Prunus gentryi
- Conservation status: Least Concern (IUCN 3.1)

Scientific classification
- Kingdom: Plantae
- Clade: Embryophytes
- Clade: Tracheophytes
- Clade: Angiosperms
- Clade: Eudicots
- Clade: Rosids
- Order: Rosales
- Family: Rosaceae
- Genus: Prunus
- Species: P. gentryi
- Binomial name: Prunus gentryi Standl.

= Prunus gentryi =

- Authority: Standl.
- Conservation status: LC

Species of flowering plant

Prunus gentryi is a Mexican species of wild cherry in the genus Prunus, part of the rose family.

== Description ==
Prunus gentryi is a tree up to 12 m tall. The leaves are thick and leathery, dark green above and lighter below. The fruits are juicy and generally purple except in P. gentryi forma flavipulpa, known from the State of Chihuahua, in which they are yellow and reportedly sweeter.

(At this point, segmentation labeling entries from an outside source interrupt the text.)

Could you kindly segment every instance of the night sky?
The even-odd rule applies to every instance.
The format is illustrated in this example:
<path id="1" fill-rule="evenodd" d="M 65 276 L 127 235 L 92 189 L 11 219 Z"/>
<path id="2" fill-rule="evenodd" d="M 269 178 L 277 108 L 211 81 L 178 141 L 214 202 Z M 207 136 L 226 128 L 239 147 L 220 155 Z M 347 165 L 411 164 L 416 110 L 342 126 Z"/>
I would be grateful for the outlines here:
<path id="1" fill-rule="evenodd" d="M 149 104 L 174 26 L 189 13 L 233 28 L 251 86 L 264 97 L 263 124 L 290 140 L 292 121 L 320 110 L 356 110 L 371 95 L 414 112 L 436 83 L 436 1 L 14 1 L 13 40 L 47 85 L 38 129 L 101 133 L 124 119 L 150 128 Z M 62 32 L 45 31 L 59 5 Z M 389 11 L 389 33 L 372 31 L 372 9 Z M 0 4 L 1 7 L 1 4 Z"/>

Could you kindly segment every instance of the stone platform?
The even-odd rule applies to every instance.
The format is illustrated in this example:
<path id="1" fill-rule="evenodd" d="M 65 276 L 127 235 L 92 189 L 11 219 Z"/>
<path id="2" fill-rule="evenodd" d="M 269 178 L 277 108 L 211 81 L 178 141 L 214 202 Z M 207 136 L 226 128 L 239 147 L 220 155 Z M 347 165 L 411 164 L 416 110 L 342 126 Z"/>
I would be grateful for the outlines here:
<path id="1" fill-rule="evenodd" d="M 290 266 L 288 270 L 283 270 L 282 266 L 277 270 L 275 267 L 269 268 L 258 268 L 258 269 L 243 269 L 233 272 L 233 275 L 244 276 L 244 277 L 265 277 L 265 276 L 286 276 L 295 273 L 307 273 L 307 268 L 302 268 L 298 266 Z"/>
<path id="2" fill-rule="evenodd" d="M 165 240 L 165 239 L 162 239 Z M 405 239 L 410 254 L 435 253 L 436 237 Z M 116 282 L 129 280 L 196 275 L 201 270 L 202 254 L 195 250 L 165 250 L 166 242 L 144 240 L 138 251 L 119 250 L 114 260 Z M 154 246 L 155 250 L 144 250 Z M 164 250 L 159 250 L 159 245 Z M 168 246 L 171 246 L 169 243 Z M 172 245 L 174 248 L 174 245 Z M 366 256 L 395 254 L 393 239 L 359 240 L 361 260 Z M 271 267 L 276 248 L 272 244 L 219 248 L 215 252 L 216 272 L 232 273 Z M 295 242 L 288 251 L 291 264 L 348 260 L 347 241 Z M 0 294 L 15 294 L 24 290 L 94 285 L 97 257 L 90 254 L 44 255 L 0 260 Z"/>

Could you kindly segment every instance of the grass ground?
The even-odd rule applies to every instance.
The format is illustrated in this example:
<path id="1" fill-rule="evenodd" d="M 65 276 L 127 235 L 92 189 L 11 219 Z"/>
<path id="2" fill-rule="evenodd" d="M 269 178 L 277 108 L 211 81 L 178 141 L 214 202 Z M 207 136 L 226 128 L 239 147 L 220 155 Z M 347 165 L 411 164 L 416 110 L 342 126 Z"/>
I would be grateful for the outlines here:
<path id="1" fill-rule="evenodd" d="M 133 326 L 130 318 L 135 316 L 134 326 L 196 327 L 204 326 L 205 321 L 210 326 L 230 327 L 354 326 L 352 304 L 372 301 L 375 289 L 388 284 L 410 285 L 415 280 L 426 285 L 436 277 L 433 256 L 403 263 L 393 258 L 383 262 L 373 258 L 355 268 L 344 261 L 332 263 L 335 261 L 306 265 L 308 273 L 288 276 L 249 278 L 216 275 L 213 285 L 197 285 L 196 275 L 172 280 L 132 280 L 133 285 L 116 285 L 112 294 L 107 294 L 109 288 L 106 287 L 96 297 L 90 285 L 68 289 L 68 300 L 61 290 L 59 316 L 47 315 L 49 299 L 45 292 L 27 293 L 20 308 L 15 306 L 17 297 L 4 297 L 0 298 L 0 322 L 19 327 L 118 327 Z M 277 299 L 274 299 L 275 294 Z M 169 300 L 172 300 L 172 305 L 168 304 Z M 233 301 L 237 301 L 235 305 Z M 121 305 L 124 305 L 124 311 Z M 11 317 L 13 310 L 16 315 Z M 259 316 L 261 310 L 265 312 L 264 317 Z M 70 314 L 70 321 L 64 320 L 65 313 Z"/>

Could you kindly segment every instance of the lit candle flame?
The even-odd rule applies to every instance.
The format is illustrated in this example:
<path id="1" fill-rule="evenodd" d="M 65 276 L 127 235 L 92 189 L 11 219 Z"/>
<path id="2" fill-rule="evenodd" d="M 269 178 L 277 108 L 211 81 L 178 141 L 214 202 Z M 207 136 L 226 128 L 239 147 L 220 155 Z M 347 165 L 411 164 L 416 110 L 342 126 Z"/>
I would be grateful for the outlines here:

The scientific description was published in 1937.

==Distribution and habitat==
The species is native to the Mexican states of Chihuahua and Sonora. It grows along streambanks in mountainous regions of the Sierra Madre Occidental.

==Uses==

The Mountain Pima (= Pima Bajo) of the region near Yepachic, Chihuahua, call the tree and its fruits "aguasiqui". The fruits are a prized food, ripening in late summer.